Four LinkedIn users, including a NYTimes exec, sue service for growth hacking - mcenedella
http://www.mediapost.com/publications/article/209547/linkedin-sued-for-hacking-users-emails.html#axzz2fQZebYdU

======
smtddr
[http://community.linkedin.com/questions/4609/why-is-
linkedin...](http://community.linkedin.com/questions/4609/why-is-linkedin-
automatically-sending-out-invitati.html)

I am pretty positive they're talking about this "awesome" feature. I can't
find the page right now, but there is a debatable "dark pattern" somewhere on
LinkedIn that will lead you connect your personal email's address book to
their service if you're just clicking about & not paying attention. I also
have a suspicion that folks should make sure their LinkedIn password isn't the
same as the password used for the email that signed up for LinkedIn. Despite
the comments in that FAQ I linked, I really don't think LinkedIn is really
hacking anyone or using any javascript-exploit to gain access to their Gmail
account. I think it's just the questionable dark pattern... that I can't find
anymore.

------
yscik
Upon subscribing, you can grant LinkedIn access to Google contacts (via
standard OAuth stuff).

This is then used to find your contacts already on LinkedIn, and then followed
by a page where you can send out invites for your Google contacts. Of course,
if you select everyone and click invite (which is the primary action, but
there is a skip button), invites will be sent out.
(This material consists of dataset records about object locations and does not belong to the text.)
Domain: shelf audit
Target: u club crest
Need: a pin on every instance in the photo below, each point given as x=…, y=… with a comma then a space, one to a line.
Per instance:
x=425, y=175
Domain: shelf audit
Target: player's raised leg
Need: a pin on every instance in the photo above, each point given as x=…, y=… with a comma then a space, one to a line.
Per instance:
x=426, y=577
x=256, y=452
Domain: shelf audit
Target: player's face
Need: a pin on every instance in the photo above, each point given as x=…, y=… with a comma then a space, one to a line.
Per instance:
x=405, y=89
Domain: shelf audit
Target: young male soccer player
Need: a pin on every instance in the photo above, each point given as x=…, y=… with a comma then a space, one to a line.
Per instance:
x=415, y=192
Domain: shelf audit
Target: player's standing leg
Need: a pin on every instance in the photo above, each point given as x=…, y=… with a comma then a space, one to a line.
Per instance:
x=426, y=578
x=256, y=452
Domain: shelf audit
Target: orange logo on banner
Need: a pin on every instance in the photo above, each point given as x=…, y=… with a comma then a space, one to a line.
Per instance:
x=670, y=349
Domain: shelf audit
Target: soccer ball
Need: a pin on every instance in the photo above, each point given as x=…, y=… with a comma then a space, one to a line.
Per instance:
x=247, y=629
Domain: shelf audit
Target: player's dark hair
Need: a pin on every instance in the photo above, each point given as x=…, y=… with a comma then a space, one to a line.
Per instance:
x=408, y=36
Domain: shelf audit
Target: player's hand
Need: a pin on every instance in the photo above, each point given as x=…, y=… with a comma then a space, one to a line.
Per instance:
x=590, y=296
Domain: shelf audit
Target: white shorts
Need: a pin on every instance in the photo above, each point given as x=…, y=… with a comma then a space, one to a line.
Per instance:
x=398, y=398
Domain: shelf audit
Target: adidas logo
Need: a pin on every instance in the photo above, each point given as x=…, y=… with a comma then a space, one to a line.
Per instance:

An "invite your contacts" dialog then occasionally pops up during site usage,
where you can once again click "sure, send out invites to all my contacts",
but nothing is happening without user consent.

So yeah, growth hacking, but not hacking, like the article suggests.

------
chopin
Does anybody know how LinkedIn accomplishes this? Do they request an OAuth
token from Google (which the user should be aware of) or do they do really a
cross site request if you are logged with Google at the same time?